Omnia munda mundis, literally meaning "to the pure [men], all things [are] pure", is a Latin sentence that has entered a relatively common usage in many countries.
The phrase is from the Latin translation of the New Testament:

"Omnia munda mundis; coinquinatis autem et infidelibus nihil mundum, sed inquinatae sunt eorum et mens et conscientia"
 ("To the pure all things are pure; but to those who are defiled and unbelieving nothing is pure, but both their mind and their conscience are defiled").

In Chapter VIII of The Betrothed by Alessandro Manzoni the sentence is pronounced by Father Cristoforo in relation to the stunned attitude of Friar Fazio at the arrival of Renzo and the other threatened (among whom two women, Lucia and her mother, Agnese):

When they were inside, Father Cristoforo very softly shut the door.
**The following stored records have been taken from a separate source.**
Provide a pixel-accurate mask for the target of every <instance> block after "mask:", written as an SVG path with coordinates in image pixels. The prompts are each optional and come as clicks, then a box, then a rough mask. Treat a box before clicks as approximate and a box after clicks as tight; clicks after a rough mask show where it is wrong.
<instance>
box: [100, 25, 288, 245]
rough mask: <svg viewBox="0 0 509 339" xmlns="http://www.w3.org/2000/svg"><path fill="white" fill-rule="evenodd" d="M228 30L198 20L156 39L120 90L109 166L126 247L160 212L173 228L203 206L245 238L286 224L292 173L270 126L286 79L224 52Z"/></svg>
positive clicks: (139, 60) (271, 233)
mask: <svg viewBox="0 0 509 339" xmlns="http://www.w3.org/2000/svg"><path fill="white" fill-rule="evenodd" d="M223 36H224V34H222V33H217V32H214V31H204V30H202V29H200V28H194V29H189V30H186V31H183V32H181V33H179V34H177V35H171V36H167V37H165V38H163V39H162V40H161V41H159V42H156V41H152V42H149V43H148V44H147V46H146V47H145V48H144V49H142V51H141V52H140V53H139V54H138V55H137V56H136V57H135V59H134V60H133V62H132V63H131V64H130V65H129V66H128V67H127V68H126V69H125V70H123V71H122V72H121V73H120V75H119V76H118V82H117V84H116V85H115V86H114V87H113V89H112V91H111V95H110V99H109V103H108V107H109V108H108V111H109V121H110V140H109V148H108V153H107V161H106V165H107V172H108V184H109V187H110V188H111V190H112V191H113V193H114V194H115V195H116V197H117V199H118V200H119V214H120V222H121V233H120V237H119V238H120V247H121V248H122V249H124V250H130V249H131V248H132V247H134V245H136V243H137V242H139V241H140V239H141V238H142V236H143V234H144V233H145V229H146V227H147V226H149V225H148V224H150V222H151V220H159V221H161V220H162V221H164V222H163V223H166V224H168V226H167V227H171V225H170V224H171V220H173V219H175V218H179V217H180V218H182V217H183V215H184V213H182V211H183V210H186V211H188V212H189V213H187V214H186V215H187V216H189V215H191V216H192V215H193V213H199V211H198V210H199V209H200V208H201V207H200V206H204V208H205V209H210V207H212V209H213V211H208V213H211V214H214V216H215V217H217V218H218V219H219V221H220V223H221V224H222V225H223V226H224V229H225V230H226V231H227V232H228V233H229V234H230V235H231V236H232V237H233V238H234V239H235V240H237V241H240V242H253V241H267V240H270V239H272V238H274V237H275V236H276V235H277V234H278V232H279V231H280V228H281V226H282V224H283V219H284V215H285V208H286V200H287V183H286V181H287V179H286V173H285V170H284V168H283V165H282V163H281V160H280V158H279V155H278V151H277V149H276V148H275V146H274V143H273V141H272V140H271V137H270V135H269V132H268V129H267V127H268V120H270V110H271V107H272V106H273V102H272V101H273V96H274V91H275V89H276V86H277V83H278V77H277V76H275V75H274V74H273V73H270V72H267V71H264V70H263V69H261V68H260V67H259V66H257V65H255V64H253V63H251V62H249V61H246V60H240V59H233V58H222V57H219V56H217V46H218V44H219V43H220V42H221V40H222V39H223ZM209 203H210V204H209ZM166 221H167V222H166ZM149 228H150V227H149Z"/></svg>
Then the sexton could no longer contain himself, and, taking the Father aside, whispered in his ear: - but Father, Father! at night… in church… with women… shut… the rule… but Father! - And he shook his head. While he hesitatingly pronounced these words, «just see!» thought Father Cristoforo, «if it were a pursued robber, Friar Fazio would make no difficulty in the world; and a poor innocent, escaping from the jaws of a wolf…» —Omnia munda mundis, — said then, turning suddenly to Friar Fazio, and forgetting that he did not understand Latin. But such a forgetfulness was exactly what produced the effect. If the Father had begun to dispute and reason, Friar Fazio would not have failed to urge opposing arguments; and heaven knows how and when the discussion would have come to an end; but, at the sound of those weighty words of a mysterious signification, and so resolutely uttered, it seemed to him that in them must be contained the solution of all his doubts. He acquiesced, and said: - that's enough! you know more about it than I do.

Due to this famous passage the sentence is sometimes erroneously credited to Alessandro Manzoni.